Notre chanson

bartleby

Nous n'avons jamais eu « Notre chanson », peut-être deux ou trois blagues qui nous faisaient rire tous deux. Nous n'avions rien à faire ensemble, mais nous y avons cru, par l'opération du St Esprit. Ou bien par volonté de vouloir se battre tous les jours. Franchir les obstacles ensemble, tenir ensemble, s'élancer ensemble, dénigrant le ravin. Nous ne pouvions que tomber, mais avons décidé de nous foutre de cette chute. Alors nous nous sommes aimés, comme on fait un pied de nez à l'évidence. Nous avons bâti une vie, des murs, en sachant que nous nous les prendrions de plein fouet. Qu'importe ! Nous étions le soutien l'un de l'autre, la phénoménale et incompréhensible tendresse réincarnée.

Nous nous sommes tenus dans nos bras désabusés jusqu'à la fin et j'ai aimé partager le même lit une dernière fois avec toi. Enlacés, dans une chaleur qui au petit matin ne serait plus, mais encore un peu. « Je t'aime », m'as-tu dit à mon réveil ce matin, ce « Je t'aime » que j'avais attendu durant des années et qui surgissait là, maintenant, sachant que tu allais me perdre.

« On reconnait le bonheur au bruit qu'il fait quand il s'en va… ». Homme stupide qui me parle de bonheur, alors qu'il n'a jamais voulu le vivre. Vivre !

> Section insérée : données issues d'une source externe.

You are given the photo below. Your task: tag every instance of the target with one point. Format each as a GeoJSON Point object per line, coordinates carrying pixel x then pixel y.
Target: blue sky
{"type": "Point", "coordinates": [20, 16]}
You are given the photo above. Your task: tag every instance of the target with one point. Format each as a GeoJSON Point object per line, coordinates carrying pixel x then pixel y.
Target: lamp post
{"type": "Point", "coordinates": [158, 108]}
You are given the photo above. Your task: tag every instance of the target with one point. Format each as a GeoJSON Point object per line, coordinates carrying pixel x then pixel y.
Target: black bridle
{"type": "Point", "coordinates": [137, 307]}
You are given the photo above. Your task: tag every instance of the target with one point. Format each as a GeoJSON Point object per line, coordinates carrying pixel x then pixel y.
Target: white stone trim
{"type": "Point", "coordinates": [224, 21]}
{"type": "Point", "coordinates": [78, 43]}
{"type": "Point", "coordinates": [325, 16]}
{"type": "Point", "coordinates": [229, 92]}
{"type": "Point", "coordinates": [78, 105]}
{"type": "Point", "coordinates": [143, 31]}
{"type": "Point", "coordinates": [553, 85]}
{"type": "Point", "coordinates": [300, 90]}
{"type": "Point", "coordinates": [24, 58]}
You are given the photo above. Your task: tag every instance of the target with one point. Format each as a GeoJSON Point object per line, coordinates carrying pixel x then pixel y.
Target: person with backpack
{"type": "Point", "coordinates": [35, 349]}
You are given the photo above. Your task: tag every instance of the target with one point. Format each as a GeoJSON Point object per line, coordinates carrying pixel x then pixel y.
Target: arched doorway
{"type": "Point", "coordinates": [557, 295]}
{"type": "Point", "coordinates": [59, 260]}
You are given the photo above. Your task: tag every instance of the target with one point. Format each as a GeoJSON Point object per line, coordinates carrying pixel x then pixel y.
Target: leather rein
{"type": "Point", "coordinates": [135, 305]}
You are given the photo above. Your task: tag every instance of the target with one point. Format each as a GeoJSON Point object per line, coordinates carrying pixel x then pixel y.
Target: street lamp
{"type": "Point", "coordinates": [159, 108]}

J'ai besoin de me souvenir des instants de joies que nous avons pu partager. Il y en a eu. Étant si différents toi et moi, je suis prête à parier que les miens ne sont pas les mêmes que les tiens. Désynchronisés, voilà ce que nous avons été durant toutes ces années. L'harmonie désaccordée.

 

Nous n'avons jamais eu « Notre chanson », peut-être deux ou trois blagues qui nous faisaient rire tous deux. Tu ne savais plus rire, tu pleurais encore moins. Jamais. Je te maudissais pour cela. Tu ne savais pas te reposer, puis tu finissais par tomber, incriminant tes faiblesses. Et quand je ne pouvais plus gérer tes frustrations, tu n'avais qu'à poser tes yeux sur moi. Me dire un mot. Le mot exact et précis, qu'il fallait au bon moment. Alors tout repartait : le temps léger, notre amour si instable.

Tu te trouvais laid, mais tu étais beau, généreux et altruiste, plein d'idées, de concepts farfelus dans la caboche. Tu aimais séduire, pour de faux. Certaines y croyaient, puis me rencontraient par hasard. Je voyais alors leur visage se décomposer. Le mien également, de m'imaginer évincée par une boulangère ou une working-girl, une institutrice ou une mère de famille. Peut-être me tenais-tu aussi ainsi ?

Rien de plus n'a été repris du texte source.